Unless all these requirements are met, the resulting "decision aid" is likely to be more harmful than helpful to rational action.

p.139 A choice model can be structured in many different ways, appropriate in different circumstances... Distinctions have to do with how useful the structure is for the decision at hand... Different structures can focus attention on different aspects of the choice. This focus permits analytic effort to be spent where it can do the most good.

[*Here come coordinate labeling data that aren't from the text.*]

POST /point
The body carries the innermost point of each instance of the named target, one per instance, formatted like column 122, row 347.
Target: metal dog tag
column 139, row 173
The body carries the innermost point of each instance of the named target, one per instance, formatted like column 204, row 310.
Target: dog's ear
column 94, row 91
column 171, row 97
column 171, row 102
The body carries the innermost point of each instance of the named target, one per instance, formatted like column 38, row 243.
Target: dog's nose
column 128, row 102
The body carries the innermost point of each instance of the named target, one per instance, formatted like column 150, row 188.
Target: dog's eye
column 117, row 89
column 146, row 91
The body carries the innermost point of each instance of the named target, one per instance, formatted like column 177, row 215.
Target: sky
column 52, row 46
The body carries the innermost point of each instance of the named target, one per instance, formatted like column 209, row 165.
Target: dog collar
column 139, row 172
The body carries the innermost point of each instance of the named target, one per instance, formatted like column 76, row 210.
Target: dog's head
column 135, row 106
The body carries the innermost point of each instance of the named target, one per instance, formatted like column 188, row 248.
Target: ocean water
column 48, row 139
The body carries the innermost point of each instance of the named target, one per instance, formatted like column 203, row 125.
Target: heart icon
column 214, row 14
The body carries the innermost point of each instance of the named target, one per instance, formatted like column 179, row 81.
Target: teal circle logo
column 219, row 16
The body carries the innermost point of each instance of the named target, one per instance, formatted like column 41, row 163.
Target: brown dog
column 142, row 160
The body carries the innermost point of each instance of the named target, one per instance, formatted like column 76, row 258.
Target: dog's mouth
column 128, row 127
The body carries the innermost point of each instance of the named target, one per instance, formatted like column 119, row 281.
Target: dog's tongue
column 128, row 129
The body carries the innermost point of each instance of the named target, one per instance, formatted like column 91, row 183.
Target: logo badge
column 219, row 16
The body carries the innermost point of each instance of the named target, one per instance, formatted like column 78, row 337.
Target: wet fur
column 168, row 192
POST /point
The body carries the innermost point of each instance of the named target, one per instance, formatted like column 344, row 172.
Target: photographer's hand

An excellent way to organize your thinking initially about what the key considerations are is with an influence sketch (shown in Appendix 8A).[footnote: An influence sketch is a simple, qualitative version of the influence diagram, which is a well-established computerized device, logically equivalent to a decision tree, that deals more compactly and clearly with a complex representation of the problem, with many features of option outcome distinguished (Schacter, 1986)] The influence sketch lays out the salient causal connections between option and utility in a way that permits you to select a few to model explicitly.
 
p.151 An influence sketch helps identify contributors and settings that may have a significant  effect on the utility of options. The evaluation of options may involve considering numerous possibilities intervening between commitment to an option and its ultimate utility to the decider. An influence sketch represents these graphically. Essentially, influence sketches draw attention to critical developments, events, and subsequent choices which may influence evaluation of the target choice and the interconnection between them. In particular, they show what influences what, within the overall influence of target choice on objectives (see Figure 8A.1a).
    More ambitious influence diagrams have been developed and used as computational frameworks to evaluate options, much as decision trees do, but more compactly (Oliver and Smith, 1990).